With Lok Sabha Election 2019 Knocking At Door, Know What Electoral Bonds Are
Before 2017, it was a rule that if a political party gets a donation of less than Rs. 20,000 from a donor, then it was not mandatory to reveal the source of fund. This rule was misused and near about all the political parties said that they received 90% of their political fund in the denomination of less than Rs. 20,000. So in this way, a huge amount of black money generated and used in the election campaigning. On the basis of the recommendation of the Election Commission, the government had reduced the limit of anonymous donation to Rs. 2000 only in budget 2017. It means; for a donation of more than Rs 2000, the political party will have to reveal the source of donation.
What is electoral bond?
Electoral Bond refers to a bond which has its specified face value, mentioned on it like a currency note. These bonds can be used by individuals, institutions and organizations to donate money to political parties. The central government had announced to launch electoral bonds during the budget of the financial year 2017-18. This initiative was taken to ensure transparency in the election funding of the political parties by introducing electoral bonds worth Rs 1,000, Rs 10,000, Rs 1 lac, Rs 10 lacs and Rs 1 crore that can be bought from selected branches of State Bank of India by any citizen of India.
Every party which is registered under section 29A of the Representation of the Peoples Act, 1951 and has secured at least 1% votes polled in the most recent Lok Sabha or State election will be eligible to receive fund through electoral bonds. Every donor has to give his KYC details to the bank and the bank shall keep the identity of the buyer secret. The bonds will be available for purchase for a period of 10 days each in the beginning of every quarter. In the year of Lok Sabha elections, 30 days extra will be provided. The political parties would have to inform the election commission about the funds they have collected through bonds. According to this scheme, anyone can buy the donor bond from this bank, which will be encashed within a time limit. These bonds are then redeemable in an account which is owned by one party. One political party will have one account.
But some critics believe that in this rule, the identity of the donors will be kept confidential; so the real results of electoral bonds will not be much encouraging. Actually, there are many grey areas in this because when there is no ceiling on party expenditure and the EC cannot monitor it, how can you be sure that what is coming in is not black money as there is a secrecy about the donor. Even foreign money can come and even a dying company can give money now because the clause that insisted that only companies with minimum 7.5% profit in last three years could donate has been removed. So, prima facie it appears the scheme cannot really deliver what it wants. Unregulated expenditure, paid news and fake news are major emerging threats to any election as pointed out by the ECI.

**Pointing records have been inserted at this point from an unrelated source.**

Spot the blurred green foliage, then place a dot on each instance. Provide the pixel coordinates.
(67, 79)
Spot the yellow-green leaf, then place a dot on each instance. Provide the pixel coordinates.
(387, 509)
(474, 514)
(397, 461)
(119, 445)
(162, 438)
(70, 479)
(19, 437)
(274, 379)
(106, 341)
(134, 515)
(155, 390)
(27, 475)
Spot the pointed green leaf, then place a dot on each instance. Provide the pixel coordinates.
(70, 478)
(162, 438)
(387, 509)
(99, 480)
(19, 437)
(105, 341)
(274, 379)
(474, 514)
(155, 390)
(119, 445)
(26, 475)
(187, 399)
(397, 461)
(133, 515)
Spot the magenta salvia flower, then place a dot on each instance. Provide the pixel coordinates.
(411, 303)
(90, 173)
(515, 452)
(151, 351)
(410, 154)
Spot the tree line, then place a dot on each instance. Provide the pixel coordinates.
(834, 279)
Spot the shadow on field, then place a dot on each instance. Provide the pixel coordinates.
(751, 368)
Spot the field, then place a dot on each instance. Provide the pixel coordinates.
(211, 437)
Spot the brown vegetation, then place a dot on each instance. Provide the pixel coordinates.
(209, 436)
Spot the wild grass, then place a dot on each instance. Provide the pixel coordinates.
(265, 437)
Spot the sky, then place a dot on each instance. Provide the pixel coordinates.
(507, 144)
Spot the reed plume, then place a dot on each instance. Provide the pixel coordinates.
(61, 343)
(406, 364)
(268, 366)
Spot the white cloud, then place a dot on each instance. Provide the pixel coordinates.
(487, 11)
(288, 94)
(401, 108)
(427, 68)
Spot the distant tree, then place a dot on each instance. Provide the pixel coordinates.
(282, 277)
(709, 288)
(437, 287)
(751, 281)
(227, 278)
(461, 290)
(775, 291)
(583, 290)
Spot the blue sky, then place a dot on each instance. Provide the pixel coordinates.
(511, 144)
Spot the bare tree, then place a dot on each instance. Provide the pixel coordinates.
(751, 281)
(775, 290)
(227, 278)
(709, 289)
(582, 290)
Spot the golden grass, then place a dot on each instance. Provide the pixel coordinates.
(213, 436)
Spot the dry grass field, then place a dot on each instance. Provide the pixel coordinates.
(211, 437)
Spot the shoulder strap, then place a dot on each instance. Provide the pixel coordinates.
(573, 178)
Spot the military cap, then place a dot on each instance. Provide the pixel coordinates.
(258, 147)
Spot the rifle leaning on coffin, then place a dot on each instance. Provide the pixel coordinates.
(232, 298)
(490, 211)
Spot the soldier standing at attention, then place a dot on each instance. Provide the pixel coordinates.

Protect donor or black money?
The government says this scheme would allow anonymity to the donor hence removing chances of political victimization. If required, enforcement agencies can always check the details of donors from banking channels. The government turned the spotlight on how India jumped several points to 78 in the corruption index from its earlier position 94, where it had been lying stagnant since 2012. With this, the government has taken the Election Commission of India (ECI) head-on on the issue of electoral bonds even as there are only a few more days to go before Lok Sabha polls kick off on April 11. Government also said political funding had become a “parallel economy”. Political parties were floated merely to generate and handle tainted cash.
There are some grey areas which include whether or not the donor will be able to redeem his donations in the future and whether or not interest should be paid to the donor. The top court is hearing a batch of pleas questioning the validity of and seeking a stay on the scheme, which was introduced in January 2018. The petitioners include the Association for Democratic Reforms and Communist Party of India (Marxist) General Secretary Sitaram Yechury. The Centre filed a fresh affidavit before the Supreme Court on Wednesday,3rd March 2019, saying electoral bonds were a positive step in the right direction to ensure “accountability and transparency” in conducting elections and adding that the Election Commission’s objections are “without legal or factual merit”. On March 27, the ECI had filed an affidavit before the Supreme Court, saying that the introduction of electoral bonds coupled with the removal of cap on political funding by the Narendra Modi-led government will have a “serious impact” on the transparency of political funding. The Association of Democratic Reforms has sought a stay in the scheme, claiming that it has opened the floodgates to unlimited corporate donations to political parties and anonymous financing by Indian as well as foreign companies, which can have serious repercussions on the Indian democracy.
This scheme is one of its kind. With no other democracy to learn from, only time will tell whether this would curb corruption. Why not make poltical campaigns state funded? No money or muscle power as same starting line would make election an even contest, food for thought.